Souvent réticents au pouvoir en place, les primo-votants restent une arme. Avec la révision exceptionnelle des listes électorales, leurs inscriptions sur les listes va être un combat pour l’opposition en perspective des prochaines joutes électorales. Ils auront juste 45 jours pour obtenir la carte d’identité et ensuite aller s’inscrire sur les listes électorales.
Par décret n°2021-562 du 10 mai 2021, le président de la République a lancé la révision exceptionnelle des listes électorales. Selon le document officiel rendu public avant-hier, ces opérations se dérouleront du samedi 31 juillet 2021 au mardi 14 septembre 2021 sur l’ensemble du territoire national. L’ouverture de la révision exceptionnelle des listes électorales se déroule pendant une période où les Sénégalais sont confrontés à une situation de crise sanitaire. C’est également une période où certains primo-votants sont encore à l’école. En outre, ils devront faire le parcours du combattant pour accomplir leur devoir citoyen. En effet, ceux qui n’ont pas encore atteint l’âge de voter devront d’abord, se rendre au niveau des commissariats de police pour obtenir la carte d’identité. Et cela risque de prendre au bas mot un mois. Une fois la carte d’identité en main, ils devront ensuite aller au niveau des commissions d’inscription pour figurer sur le fichier électoral. Et ils ont juste quarante cinq jours pour le faire. Car depuis la disparition des centres d’enrôlement, il est mentionné au recto de la carte d’identité : cette personne n’est pas inscrite sur le fichier électoral. Pire, ces jeunes ne pourront même pas s’inscrire sur les listes avec leur récépissé de carte d’identité. Car d’après le décret présidentiel, l’inscription sur les listes électorales n’est possible qu’avec la carte d’identité. L’article 3 stipule : «L’inscription des nouveaux électeurs : les requérants doivent avoir 18 ans révolu au moins à la date du dimanche 23 janvier 2022. Cette inscription est faite sur présentation exclusive de la carte d’identité biométrique Cedeao».

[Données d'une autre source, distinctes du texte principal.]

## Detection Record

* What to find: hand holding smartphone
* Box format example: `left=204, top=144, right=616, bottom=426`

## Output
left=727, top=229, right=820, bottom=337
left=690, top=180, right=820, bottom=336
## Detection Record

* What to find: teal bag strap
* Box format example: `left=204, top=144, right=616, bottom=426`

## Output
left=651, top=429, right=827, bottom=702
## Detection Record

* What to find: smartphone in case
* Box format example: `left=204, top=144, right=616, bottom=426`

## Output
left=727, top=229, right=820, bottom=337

Le rapport d’audit du fichier électoral, dont les conclusions ont été rendues en mai dernier, révèle que près de la moitié des jeunes de 18-25 ans ne sont pas inscrits sur les listes électorales. Pour le journaliste, El Hassane Sall, cette période n’est pas propice pour une inscription massive des primo-votants. «Ils préfèreront aller s’amuser que d’aller suivre un rang pour se faire enrôler au niveau des listes électorales. Or, tout le monde sait que cette catégorie de jeunes vote généralement pour le changement», souligne-t-il. Pour lui, «ce serait à l’avantage du pouvoir si ces jeunes primo-votants ne s’inscrivent pas». L’analyste politique, pour étayer ses propos, jette un regard dans le rétroviseur, soutenant que ce sont ces jeunes qui ont fait tomber les présidents Abdou Diouf et Abdoulaye Wade.
La balle dans le camp de l’opposition
Pour El Hassane Sall, tout dépendra de la campagne de sensibilisation que mènera l’opposition. Si elle fait une bonne campagne de sensibilisation et qu’elle parvienne à faire comprendre aux jeunes l’importance de leur inscription, il est certain qu’ils se rueront vers les centres d’inscription, croit-il. Le journaliste confie que le pouvoir connait bien l’importance de ces primo-votants. C’est pourquoi, lors des dernières élections, «il a privé plus d’un million de jeunes de s’inscrire». Poursuivant son propos, l’analyste note que l’opposition n’a pas d’autre solution si elle veut faire la différence lors des prochaines joutes électorales. «Le président Macky Sall a montré qu’il a tous les pouvoirs entre ses mains. Il ne restera que les cartes d’électeurs à travers une inscription massive de ces primo-votants», estime-t-il, assurant qu’il sera «impossible» pour un pouvoir d’arriver à manipuler des résultats avec un «très grand écart de voix». A son avis, la messe aurait été déjà dite pour le régime en place lors de la dernière élection présidentielle si tous ces jeunes laissés sur le carreau avaient pu s’inscrire et voter.
S’inscrivant dans la même dynamique, Aly Ndiaye, spécialiste communication et fin observateur de la scène politique souligne que «c’est le pouvoir qui aura plus à gagner si les primo-votants ne s’inscrivent pas». A son avis, tous les «renversements» de régimes sont le plus souvent précipités par cette catégorie «avide de changements». Ces deux observateurs sont d’avis qu’il est du ressort exclusif de l’opposition de se donner tous les moyens pour faire adhérer les jeunes à cette cause. Sans quoi, elle fait l’affaire du pouvoir qui va se reposer sur son ancien fichier pour remporter les prochaines échéances électorales.